International career
- Years: Team / Apps / (Points)
- 2008: Ireland Schools / 2
- 2009: Ireland U20 / 6 / (34)
- 2013: Emerging Ireland / 3
- 2015: Ireland Wolfhounds / 1
- 2014: Ireland / 1
- Correct as of 10 February 2015

= Noel Reid =

Irish rugby union player

Noel Reid (born 22 May 1990) is an Irish rugby union player who currently plays for the Toronto Arrows in Major League Rugby (MLR). His preferred position is fly-half or centre.

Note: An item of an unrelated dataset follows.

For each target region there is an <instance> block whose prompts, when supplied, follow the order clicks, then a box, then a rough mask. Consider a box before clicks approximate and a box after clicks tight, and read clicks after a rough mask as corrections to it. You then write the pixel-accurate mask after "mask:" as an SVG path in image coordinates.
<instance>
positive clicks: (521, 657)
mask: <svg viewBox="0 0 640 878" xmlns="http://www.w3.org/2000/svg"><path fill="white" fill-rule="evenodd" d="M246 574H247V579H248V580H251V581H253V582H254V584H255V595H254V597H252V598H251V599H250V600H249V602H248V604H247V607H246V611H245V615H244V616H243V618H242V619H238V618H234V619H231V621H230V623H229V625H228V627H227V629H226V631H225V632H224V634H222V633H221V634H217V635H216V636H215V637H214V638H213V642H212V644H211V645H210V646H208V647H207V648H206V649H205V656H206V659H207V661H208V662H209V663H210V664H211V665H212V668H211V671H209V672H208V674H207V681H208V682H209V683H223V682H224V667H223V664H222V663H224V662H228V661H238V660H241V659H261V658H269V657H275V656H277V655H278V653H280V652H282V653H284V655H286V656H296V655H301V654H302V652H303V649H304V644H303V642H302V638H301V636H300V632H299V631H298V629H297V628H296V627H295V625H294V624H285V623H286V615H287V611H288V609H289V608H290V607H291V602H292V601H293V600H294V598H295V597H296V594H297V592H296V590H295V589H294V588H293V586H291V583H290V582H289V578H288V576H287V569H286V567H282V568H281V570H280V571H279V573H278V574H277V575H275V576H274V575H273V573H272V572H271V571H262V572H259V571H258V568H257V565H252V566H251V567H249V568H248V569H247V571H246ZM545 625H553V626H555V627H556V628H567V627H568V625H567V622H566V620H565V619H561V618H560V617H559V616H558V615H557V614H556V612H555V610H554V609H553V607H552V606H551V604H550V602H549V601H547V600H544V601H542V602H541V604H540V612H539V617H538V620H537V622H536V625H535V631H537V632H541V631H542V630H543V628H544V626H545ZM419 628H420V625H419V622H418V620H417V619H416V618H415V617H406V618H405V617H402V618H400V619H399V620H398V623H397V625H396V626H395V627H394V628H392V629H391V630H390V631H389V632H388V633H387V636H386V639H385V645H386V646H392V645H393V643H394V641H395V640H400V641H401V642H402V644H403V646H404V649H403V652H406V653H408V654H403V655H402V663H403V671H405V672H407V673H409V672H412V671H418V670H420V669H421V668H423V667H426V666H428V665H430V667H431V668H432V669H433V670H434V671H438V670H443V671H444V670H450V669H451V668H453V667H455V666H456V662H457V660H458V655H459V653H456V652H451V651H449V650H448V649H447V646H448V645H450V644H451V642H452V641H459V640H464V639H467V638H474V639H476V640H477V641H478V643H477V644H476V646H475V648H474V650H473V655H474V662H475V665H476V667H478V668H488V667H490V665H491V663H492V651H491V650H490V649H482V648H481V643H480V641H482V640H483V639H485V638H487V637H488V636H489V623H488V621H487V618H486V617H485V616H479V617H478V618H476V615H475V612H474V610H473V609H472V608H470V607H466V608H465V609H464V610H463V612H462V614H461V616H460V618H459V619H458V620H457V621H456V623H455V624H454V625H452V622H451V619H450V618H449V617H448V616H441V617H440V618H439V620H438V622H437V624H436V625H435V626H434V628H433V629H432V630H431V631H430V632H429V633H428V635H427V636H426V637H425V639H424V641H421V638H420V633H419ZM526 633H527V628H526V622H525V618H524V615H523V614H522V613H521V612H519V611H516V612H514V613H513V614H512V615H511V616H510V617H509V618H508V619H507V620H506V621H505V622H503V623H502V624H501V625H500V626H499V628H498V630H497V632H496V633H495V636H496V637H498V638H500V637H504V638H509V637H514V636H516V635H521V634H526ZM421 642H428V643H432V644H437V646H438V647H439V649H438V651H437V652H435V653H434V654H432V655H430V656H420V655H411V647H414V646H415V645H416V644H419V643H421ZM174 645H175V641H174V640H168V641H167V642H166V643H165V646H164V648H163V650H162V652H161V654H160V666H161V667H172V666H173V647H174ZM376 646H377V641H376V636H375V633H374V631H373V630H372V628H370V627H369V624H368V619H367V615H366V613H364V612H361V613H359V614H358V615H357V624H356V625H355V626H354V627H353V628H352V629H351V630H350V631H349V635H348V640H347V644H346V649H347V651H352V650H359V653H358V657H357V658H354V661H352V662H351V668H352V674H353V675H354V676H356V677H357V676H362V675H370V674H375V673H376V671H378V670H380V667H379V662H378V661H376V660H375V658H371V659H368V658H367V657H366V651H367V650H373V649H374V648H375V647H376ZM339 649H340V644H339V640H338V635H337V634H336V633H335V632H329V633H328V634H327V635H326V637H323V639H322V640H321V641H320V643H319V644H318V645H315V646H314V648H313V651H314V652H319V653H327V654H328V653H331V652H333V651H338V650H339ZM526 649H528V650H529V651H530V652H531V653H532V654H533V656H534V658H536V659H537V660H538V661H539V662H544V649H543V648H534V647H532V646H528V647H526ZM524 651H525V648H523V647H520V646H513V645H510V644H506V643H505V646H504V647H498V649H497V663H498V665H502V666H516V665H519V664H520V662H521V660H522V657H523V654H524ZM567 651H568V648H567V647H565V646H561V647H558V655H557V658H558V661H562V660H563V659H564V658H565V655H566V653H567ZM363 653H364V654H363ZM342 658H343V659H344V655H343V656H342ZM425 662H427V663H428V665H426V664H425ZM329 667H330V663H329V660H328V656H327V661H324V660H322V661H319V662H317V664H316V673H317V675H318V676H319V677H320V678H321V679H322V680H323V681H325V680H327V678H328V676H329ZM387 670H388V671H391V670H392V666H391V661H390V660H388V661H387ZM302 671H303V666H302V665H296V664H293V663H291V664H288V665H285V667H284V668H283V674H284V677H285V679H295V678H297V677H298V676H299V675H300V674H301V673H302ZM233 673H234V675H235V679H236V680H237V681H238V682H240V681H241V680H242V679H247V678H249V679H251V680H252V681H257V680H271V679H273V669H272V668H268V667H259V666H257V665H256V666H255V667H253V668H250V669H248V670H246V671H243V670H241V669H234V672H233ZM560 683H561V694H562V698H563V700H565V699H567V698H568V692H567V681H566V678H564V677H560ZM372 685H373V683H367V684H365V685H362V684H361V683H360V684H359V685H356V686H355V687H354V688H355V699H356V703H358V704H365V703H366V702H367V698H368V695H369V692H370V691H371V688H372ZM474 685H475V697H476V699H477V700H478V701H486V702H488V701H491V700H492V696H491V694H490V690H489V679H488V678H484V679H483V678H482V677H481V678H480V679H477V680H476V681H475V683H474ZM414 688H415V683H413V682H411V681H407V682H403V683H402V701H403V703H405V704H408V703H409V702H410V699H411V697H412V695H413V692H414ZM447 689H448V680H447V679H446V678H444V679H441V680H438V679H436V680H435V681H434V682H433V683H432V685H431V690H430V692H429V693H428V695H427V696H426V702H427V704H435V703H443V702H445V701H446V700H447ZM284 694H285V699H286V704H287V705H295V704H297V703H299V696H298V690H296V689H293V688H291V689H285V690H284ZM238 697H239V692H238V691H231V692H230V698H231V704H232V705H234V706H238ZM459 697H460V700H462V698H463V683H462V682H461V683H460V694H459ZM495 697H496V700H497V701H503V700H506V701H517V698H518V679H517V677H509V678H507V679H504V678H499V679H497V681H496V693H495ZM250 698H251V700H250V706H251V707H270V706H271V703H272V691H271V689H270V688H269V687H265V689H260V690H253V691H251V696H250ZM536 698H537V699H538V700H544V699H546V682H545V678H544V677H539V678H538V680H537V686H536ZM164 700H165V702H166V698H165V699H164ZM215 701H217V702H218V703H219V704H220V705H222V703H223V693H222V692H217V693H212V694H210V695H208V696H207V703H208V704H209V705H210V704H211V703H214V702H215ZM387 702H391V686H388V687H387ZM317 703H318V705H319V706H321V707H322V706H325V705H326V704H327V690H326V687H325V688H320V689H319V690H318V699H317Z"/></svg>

Between 2011 and 2019 he played 120 games for Leinster. He has also played professionally for Leicester Tigers, London Irish and Agen.

==Early career==
In 2007, Reid won the Leinster Schools Rugby Senior Cup with St Michael's College.

==Professional career==

===Leinster===
He made his senior debut in September 2012 against the Scarlets and scored a hattrick on his debut. During his time at Leinster he was part of three European Rugby Champions Cup winning squads and four Pro14 winning squads.

===Leicester Tigers===
Ahead of the 2019–20 season, Reid joined English Premiership side Leicester Tigers. He left ahead of the 2020–21 season, having made 19 appearances.

===Agen===
He signed with France Top14 side Agen ahead of the 2020–21 season. Agen was relegated at the end of the season with Reid having made 11 appearances. After a further 5 appearances in the ProD2, he left for London Irish.

===London Irish===
Reid was signed by Premiership Rugby side London Irish in February 2022 for the remainder of the 2021–22 season. He made his debut against Harlequin sin the Premiership Rugby Cup.

==Ireland==
Reid made his senior debut for Ireland on 14 June 2014 when coming off the bench in the second test of the tour to Argentina.